Tag: New Bern NC
Wikipedia says: New Bern, formerly called Newbern, is a city in Craven County, North Carolina, United States. It is the county seat of Craven County.
It is located at the confluence of the Neuse and the Trent rivers, near the North Carolina coast. It lies 112 miles (180 km) east of Raleigh, 80 miles (130 km) north of Wilmington, and 162 miles (261 km) south of Norfolk. New Bern is the birthplace of Pepsi.
New Bern was settled in 1710 by the Palatines and Swiss under the leadership of Christoph von Graffenried. The new colonists named their settlement after Bern, the Swiss region from which many of the colonists and their patron had emigrated. The English connection with Switzerland had been established by some Marian exiles who sought refuge in Protestant parts of Switzerland. There were also marriages between the House of Stuart and notable people in the history of Calvinism. The colonists later discovered they had started their settlement on the site of a former Tuscarora village named Chattoka. This caused conflicts with the Tuscaroras who were in the area.
New Bern is the second-oldest European settled colonial town in North Carolina, after Bath. It served as the capital of North Carolina from 1770 to 1792. After the American Revolution (1775–1783), New Bern became wealthy and quickly developed a rich cultural life.
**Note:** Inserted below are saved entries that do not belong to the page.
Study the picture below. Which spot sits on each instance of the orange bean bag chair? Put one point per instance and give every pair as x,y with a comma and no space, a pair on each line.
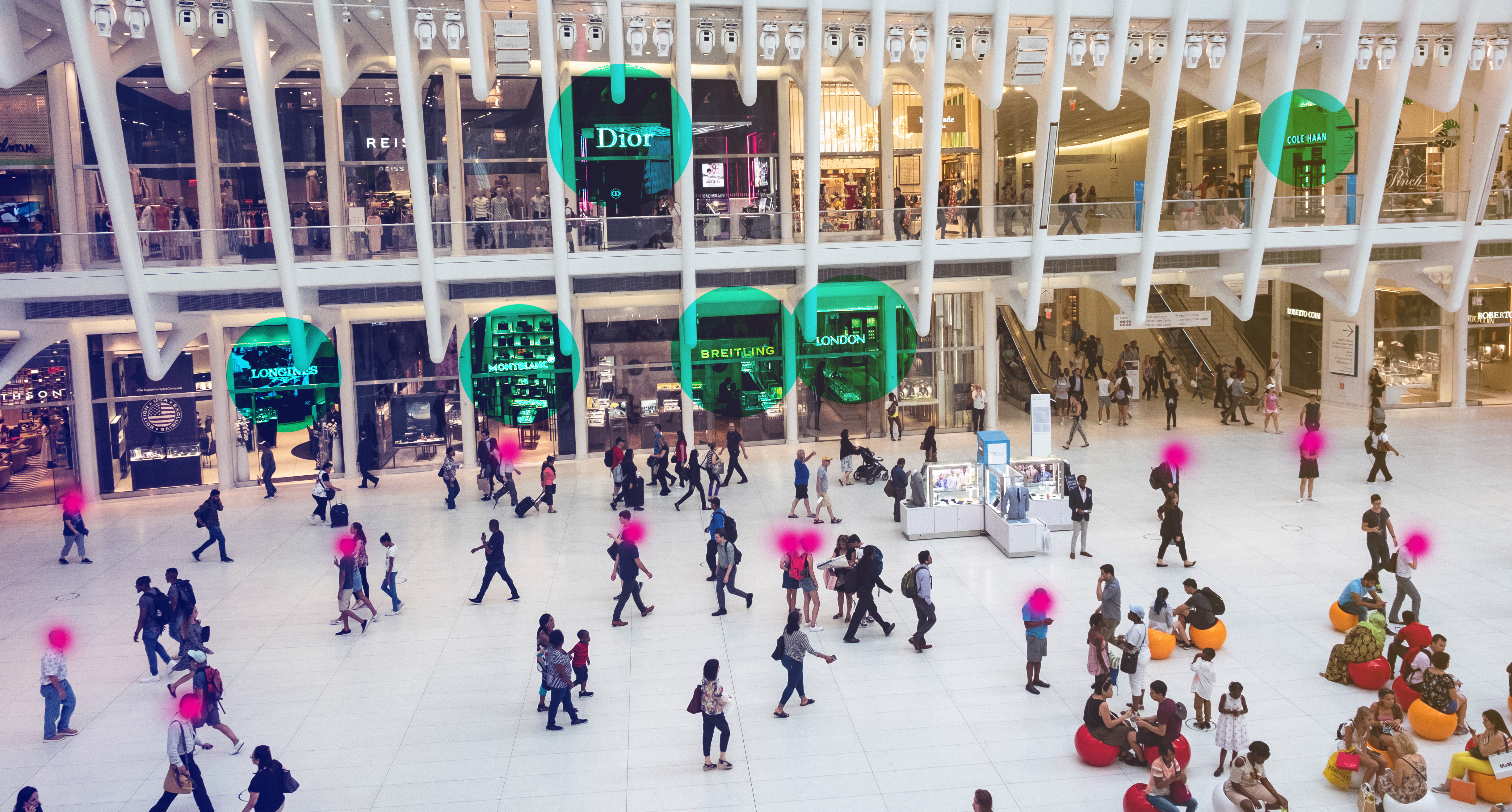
1340,619
1407,696
1209,639
1094,752
1182,746
1371,675
1430,723
1162,645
At one time New Bern was called “the Athens of the South,” renowned for its Masonic Temple and Athens Theater. These are both still very active today.
During the 19th-century Federal period, New Bern became the largest city in North Carolina, developed on the trade of goods and slaves associated with plantation agriculture. After Raleigh was named the state capital, New Bern rebuilt its economy by expanding on trade via shipping routes to the Caribbean and New England. It was part of the Triangle Trade in sugar, slaves, and desired goods. It reached a population of 3,600 in 1815.
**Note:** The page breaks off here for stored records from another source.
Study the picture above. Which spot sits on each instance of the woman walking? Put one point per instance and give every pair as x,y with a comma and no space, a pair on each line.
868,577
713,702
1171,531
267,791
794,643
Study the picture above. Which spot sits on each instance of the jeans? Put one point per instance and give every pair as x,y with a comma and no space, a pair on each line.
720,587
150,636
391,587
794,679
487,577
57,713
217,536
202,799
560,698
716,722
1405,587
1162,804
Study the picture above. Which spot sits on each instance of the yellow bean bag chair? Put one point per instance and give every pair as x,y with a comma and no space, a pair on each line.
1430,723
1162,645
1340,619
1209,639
In 1862 during the early stages of the American Civil War, the area was the site of the Battle of New Bern. Federal forces captured and occupied the town until the end of the war in 1865. Nearly 10,000 enslaved blacks escaped during this period in the region and went to the United States Army (Union Army) camps for protection and freedom. The Union Army set up the Trent River contraband camp at New Bern to house the refugees. It organized the adults for work. Missionaries came to teach literacy to both adults and children.
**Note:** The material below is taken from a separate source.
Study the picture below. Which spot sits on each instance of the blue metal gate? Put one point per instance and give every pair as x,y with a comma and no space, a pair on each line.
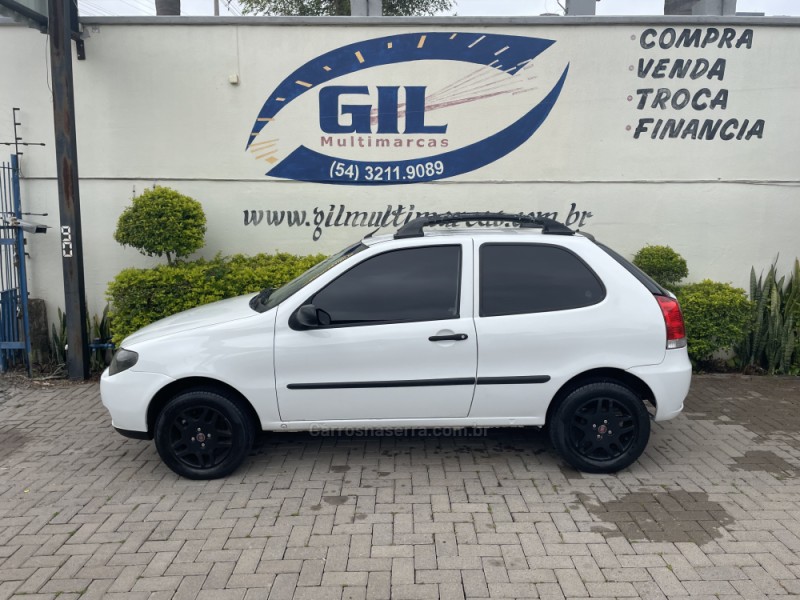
15,344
After the January 1863 Emancipation Proclamation of U.S. President Abraham Lincoln, slaves within the Confederate States were declared free, but not those in the United States. His order carefully limited the Proclamation to those areas in insurrection, where civil government was not respected and his military authority, therefore, applied. Because of this proclamation, more freedmen came to the Trent River camp for protection. The Union Army appointed Horace James, a Congregational chaplain from Massachusetts, as the “Superintendent of Negro Affairs for the North Carolina District” on behalf of the Bureau of Refugees, Freedmen and Abandoned Lands. In addition to the Trent River camp, James supervised development of the offshore Roanoke Island Freedmen’s Colony, which was intended to be self-supporting. Beginning in 1863, a total of nearly 4,000 freedmen from North Carolina enlisted in the U.S. Colored Troops to fight with the Union Army for their permanent freedom, including 150 men from the colony on Roanoke Island.
Due to the continuous occupation by the Union Army, New Bern avoided some of the destruction of the war years. There was much social disruption because of the occupation and the thousands of freedmen camped near the city. Still, it recovered more quickly than many cities after the war.